Cette mesure répond aux inquiétudes croissantes concernant l'augmentation des loyers dans les grandes villes, alimentées par l'expansion des plateformes de localisation à court terme. Lors d'un événement sur le logement, Sánchez a évoqué le système fiscal actuel, déclaré : « Il est injuste que les particuliers possédant plusieurs propriétés de location à court terme payaient moins de taxes que les hôtels ou les travailleurs réguliers.
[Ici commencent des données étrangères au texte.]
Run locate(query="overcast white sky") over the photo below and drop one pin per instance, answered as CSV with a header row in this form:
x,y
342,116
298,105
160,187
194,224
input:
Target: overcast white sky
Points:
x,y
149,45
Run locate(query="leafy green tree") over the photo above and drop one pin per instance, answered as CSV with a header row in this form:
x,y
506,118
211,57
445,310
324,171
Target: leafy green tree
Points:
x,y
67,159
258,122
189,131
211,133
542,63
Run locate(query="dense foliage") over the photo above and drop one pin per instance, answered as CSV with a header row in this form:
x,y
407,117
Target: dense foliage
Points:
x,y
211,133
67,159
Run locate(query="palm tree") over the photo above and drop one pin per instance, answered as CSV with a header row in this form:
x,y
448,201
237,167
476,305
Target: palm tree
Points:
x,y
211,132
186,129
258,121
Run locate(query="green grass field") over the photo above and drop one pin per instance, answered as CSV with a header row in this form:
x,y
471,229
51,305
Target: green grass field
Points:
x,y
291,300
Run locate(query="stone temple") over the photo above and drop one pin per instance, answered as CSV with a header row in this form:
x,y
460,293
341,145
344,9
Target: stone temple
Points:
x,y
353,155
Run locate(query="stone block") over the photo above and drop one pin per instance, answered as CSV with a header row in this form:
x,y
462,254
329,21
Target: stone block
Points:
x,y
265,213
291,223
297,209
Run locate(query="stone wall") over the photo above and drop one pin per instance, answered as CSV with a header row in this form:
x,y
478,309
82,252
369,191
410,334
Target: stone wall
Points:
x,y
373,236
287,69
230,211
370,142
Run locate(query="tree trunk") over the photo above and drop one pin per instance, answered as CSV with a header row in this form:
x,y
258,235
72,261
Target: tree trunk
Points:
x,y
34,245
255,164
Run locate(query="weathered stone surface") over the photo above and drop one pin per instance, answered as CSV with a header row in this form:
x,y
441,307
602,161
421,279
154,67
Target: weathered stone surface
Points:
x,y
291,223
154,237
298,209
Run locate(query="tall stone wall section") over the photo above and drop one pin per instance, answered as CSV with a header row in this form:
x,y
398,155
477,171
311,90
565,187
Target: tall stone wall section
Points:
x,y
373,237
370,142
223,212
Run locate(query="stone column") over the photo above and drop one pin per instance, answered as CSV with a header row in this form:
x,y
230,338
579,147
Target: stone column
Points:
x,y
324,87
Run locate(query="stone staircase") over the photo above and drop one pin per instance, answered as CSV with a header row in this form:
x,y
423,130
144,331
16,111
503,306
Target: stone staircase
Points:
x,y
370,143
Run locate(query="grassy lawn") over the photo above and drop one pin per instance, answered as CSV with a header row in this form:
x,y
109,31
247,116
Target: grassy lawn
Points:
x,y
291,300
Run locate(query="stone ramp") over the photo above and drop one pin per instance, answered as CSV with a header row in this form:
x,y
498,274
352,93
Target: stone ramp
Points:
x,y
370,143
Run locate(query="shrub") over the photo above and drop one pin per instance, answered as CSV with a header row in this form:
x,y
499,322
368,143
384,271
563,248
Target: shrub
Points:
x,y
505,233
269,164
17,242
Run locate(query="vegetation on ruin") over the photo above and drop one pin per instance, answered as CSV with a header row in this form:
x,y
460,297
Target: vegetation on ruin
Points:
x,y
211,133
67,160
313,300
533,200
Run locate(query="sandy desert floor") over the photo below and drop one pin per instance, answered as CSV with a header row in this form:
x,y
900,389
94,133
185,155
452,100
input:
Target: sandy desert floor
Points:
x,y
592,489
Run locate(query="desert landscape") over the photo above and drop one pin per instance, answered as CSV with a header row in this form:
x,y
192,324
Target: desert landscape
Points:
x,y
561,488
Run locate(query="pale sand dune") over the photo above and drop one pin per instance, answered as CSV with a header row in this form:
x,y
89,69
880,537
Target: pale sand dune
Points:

L'augmentation de la taxe est en ligne avec une nouvelle directive de l'Union européenne sur la TVA pour les plateformes numériques. Alors que les hôtels sont soumis à un taux réduit de TVA de 10 %, des plateformes comme Airbnb sont taxées selon des règles différentes. Sánchez a également promis une régulation plus stricte des plateformes de localisation à court terme pour lutter contre la fraude et les annonces trompeuses, bien que les détails restent flous.
La question de l'accessibilité au logement est devenue un problème crucial en Espagne, alimentée par la gentrification et la transformation des logements résidentiels en emplacements à court terme. Pour y faire face, le gouvernement prévoit d'inciter les propriétaires dans les zones à loyers élevés à maintenir des prix abordables et à développer le logement social.
Malgré ces efforts, le gouvernement minoritaire de Sánchez rencontre des difficultés pour mettre en œuvre les mesures en raison de l'opposition parlementaire. Les protestations sur le logement et les avertissements de la Banque d'Espagne soulignent l'urgence de résoudre la crise.